Is this the final straw that solidifies Arvell Reese as the New York Jets’ clear-cut choice with the second overall pick?
An off-ball linebacker in college, Reese is expected to convert to a full-time edge defender in the NFL after showcasing elite potential on a small sample of edge opportunities at Ohio State. The contrast between his seemingly limitless ceiling and the low number of times we saw that ceiling is what makes him one of the most fascinating prospects to project in the 2026 draft class.
This is especially relevant in comparisons against Texas Tech’s David Bailey, a full-time edge player in college.
Will Reese undergo the necessary developments as an edge rusher to reach his NFL ceiling? Or will he be another failed project?
What Reese just revealed to the media should inspire immense confidence that he will ascend rapidly at the NFL level.

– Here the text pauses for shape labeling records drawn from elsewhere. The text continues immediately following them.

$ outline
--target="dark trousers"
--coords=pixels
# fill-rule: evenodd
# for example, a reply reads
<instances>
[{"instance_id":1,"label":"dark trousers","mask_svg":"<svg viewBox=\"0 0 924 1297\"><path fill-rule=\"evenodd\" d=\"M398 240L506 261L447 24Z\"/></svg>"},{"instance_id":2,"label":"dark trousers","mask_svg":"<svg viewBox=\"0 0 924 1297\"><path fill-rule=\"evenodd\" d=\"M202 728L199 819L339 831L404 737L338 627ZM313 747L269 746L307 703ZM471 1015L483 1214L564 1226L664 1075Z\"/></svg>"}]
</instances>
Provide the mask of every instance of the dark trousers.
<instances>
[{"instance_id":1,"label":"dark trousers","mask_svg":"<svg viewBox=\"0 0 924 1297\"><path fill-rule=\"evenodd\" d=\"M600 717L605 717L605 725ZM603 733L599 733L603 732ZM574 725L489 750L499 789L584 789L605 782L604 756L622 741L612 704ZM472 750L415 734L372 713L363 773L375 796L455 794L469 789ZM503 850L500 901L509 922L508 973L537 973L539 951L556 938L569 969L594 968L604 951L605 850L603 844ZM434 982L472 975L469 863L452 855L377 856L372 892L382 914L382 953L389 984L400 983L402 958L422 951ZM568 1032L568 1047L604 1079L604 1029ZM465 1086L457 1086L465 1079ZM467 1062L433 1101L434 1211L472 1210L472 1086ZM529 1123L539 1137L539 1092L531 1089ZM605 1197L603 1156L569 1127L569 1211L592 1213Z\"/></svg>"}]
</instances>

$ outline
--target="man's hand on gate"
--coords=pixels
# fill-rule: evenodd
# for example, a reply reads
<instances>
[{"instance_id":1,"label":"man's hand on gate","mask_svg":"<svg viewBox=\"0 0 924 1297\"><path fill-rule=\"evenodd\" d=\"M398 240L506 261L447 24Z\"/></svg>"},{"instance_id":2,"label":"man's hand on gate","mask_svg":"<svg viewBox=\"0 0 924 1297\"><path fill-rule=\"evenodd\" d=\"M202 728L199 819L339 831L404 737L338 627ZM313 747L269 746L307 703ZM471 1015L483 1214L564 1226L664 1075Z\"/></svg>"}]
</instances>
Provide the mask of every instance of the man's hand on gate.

Speaking with ESPN’s Benjamin Solak, Reese revealed that he never spent time working on pass rush moves at Ohio State and made up all of his moves on instinct. Yes, you read that right: The Buckeyes didn’t coach one of their outside linebackers on how to rush the passer, a job he had to do over 100 times over the course of the 2025 season.
“I didn’t even have a name for what I just did,” said Reese, reacting to a clip of him winning a rush rep off the edge. “Literally, even when I did this, I didn’t even have a name for what I just did. But now that I’m working on pass rushing right now, and studying and everything, I’m realizing right here, I show power, which made him shoot his hands, and that’s when I threw the cross-chop.
“This is just kind of like, out the blue. Never really did this [in practice], well, I did a couple times in practice, but never really like, perfected this move to just go out and do it.”
Think about it: Reese, at only 20 years old, picked up 6.5 sacks on just 119 pass-rush snaps as a true junior against Big Ten competition… without even practicing pass rush moves.
When it comes to “projection” type prospects, you will rarely, if ever, witness a profile that suggests a higher likelihood of the prospect continuing on a stark upward trajectory. Reese is as young as NFL prospects can get, boasts absurd athletic and physical traits (with room to get even bigger/stronger), and produced at a dominant level of pass-rush efficiency in college without even being coached on it.
With his youth, athletic tools, and the sheer fact that he’s only now being coached on pass rushing for the first time, Reese does not have an NFL ceiling.
Nonetheless, David Bailey overtook Reese on Thursday as the betting favorite to be chosen second overall by New York. But assuming the Jets already know what Reese revealed to Solak, their decision might be a lot more clear-cut than sportsbooks want fans to believe.